# Word Embeddings in Action - Word2Vec

Steps to follow:

1. Get data
2. Clean text data
3. Tokenization
4. Prepare vocabulary
5. Download pre-trained embeddings
6. Get word vectors

In [3]:
# import required libraries
import numpy as np
import re

# 1. Get Data

In [6]:
#input text
text=['Building some bots for Wikipedia.',
      'Wikipedia is flooded with information.',
      'There is an app for everthing.']

# 2. Text Cleaning

In [7]:
# cleaning
import re

def clean(text):
  #lower case
  text=text.lower()
  
  #remove punctuations
  text=re.sub('[^a-zA-Z]'," ",text)
  
  return text

In [8]:
#call the clean function
cleaned_text=[]

for i in text:
  cleaned_text.append(clean(i))

# 3. Tokenization

In [9]:
#tokenize the text
tokens=[]

for i in cleaned_text:
  tokens.append(i.split())

print(tokens)

[['building', 'some', 'bots', 'for', 'wikipedia'], ['wikipedia', 'is', 'flooded', 'with', 'information'], ['there', 'is', 'an', 'app', 'for', 'everthing']]


# 4. Vocabulary Preparation

In [10]:
#construct vocabulary
vocab=[]

for i in tokens:
  for j in i:
    if j not in vocab:
      vocab.append(j)

#remove duplicate token
vocab = list(set(vocab))

print(vocab)

['an', 'flooded', 'everthing', 'for', 'bots', 'with', 'information', 'is', 'there', 'wikipedia', 'app', 'building', 'some']


#5. Feature Representation (word2vec)

### Download Google's pre-trained Word2Vec


In [4]:
# download and extract word2vec embeddings 

#! wget -c "https://s3.amazonaws.com/dl4j-distribution/GoogleNews-vectors-negative300.bin.gz"
#! gunzip GoogleNews-vectors-negative300.bin.gz

Since wget and gunzip are Linux utilities, this is the process I went through:

- Download the file and copy to D:\Large Filkes\Analytics_Vidhya
    - url = "https://s3.amazonaws.com/dl4j-distribution/GoogleNews-vectors-negative300.bin.gz"
- Used 7-Zip to decompress


In [None]:
# ! conda install -c conda-forge gensim

In [1]:
from gensim.models import KeyedVectors

# path of the downloaded model
# filename = 'GoogleNews-vectors-negative300.bin'
filename = "../../../../../LargeData/Analytics_Vidhya/GoogleNews-vectors-negative300.bin"

# load into gensim
w2vec = KeyedVectors.load_word2vec_format(filename, binary=True)

Once you have executed the above code, your word2vec embeddings are finally installed and loaded. 



<br>

Please note that the length of every vector of the pre-trained word2vec embeddings is 300.


In [14]:
# empty array of shape (no. of tokens (30) X 300) to store word2vec features
wordvec_array = np.zeros((len(vocab), 300))

for i,j in enumerate(vocab):
  wordvec_array[i,:] = w2vec.word_vec(j)

In [15]:
wordvec_array

array([[ 0.12597656,  0.19042969,  0.06982422, ...,  0.0612793 ,
         0.17285156, -0.07861328],
       [ 0.21679688, -0.03344727,  0.046875  , ..., -0.11914062,
        -0.09521484,  0.02612305],
       [ 0.22460938, -0.06542969, -0.08544922, ..., -0.14257812,
         0.04394531,  0.03271484],
       ...,
       [ 0.11572266, -0.29101562, -0.30664062, ..., -0.24609375,
        -0.17773438,  0.16113281],
       [-0.00976562,  0.02856445,  0.05419922, ..., -0.01300049,
         0.11621094,  0.02819824],
       [ 0.17871094,  0.09130859, -0.00165558, ...,  0.125     ,
         0.08056641,  0.01672363]])

Random Notes:

- Word embeddings capture the context of the text and is obtained using the NN model.

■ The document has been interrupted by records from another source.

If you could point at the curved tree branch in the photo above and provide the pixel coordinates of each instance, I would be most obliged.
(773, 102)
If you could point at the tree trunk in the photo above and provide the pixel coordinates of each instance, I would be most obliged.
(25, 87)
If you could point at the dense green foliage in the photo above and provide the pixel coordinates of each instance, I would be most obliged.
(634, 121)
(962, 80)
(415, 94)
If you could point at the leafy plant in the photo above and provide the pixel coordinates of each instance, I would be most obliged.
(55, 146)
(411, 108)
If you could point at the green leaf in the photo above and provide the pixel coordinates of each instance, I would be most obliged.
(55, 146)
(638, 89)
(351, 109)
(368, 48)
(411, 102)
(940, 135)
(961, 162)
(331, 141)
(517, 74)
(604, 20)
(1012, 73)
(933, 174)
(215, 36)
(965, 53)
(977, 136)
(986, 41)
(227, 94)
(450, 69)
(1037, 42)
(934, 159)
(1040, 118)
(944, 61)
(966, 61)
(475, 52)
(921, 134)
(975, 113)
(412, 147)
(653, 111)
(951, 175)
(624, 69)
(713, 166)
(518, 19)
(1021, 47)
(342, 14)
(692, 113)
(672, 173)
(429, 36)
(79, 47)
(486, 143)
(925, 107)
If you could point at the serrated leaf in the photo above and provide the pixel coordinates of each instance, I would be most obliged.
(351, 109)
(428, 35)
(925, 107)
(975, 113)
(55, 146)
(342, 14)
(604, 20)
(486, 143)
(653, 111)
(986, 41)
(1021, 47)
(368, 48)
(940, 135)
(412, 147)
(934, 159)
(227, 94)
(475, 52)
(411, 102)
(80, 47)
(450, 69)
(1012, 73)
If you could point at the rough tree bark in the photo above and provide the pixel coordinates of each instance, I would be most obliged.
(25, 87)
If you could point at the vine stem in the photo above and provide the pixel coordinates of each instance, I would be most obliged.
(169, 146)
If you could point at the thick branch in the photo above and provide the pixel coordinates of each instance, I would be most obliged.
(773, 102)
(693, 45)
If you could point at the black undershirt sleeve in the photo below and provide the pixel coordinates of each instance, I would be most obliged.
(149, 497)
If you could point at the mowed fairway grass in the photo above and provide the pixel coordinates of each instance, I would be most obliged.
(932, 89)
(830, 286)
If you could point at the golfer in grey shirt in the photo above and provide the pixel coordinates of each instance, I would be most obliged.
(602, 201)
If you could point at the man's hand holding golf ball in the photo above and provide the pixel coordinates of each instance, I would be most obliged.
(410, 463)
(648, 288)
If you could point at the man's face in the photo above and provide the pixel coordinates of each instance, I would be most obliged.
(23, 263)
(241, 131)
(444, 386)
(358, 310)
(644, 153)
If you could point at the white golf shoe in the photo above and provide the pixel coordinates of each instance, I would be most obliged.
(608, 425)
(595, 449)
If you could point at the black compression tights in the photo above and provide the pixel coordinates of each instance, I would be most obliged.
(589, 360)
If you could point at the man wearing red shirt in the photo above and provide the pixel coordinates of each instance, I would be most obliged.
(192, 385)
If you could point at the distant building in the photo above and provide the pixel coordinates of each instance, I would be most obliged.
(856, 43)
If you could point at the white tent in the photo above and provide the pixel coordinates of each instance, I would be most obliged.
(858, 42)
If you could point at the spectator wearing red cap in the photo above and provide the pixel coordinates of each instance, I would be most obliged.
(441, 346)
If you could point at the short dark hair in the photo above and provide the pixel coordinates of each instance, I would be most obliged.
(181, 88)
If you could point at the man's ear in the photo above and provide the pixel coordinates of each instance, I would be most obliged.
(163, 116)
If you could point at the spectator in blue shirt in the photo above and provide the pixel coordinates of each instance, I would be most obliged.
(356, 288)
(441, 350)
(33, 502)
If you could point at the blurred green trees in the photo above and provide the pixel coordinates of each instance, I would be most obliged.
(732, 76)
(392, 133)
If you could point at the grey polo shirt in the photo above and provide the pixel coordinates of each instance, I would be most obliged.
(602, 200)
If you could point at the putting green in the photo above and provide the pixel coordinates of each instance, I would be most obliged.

The size of embedding is not equal to the size of the vocabulary size.
- Suppose you are learning word embedding for a vocabulary with 50000 words. Then the word vectors must be 50000 dimensional, in order to capture the full range of variations and meanings in those words.
    - False: The size of the word-vector is significantly smaller than the size of vocabulary. Generally between 50 to 40O.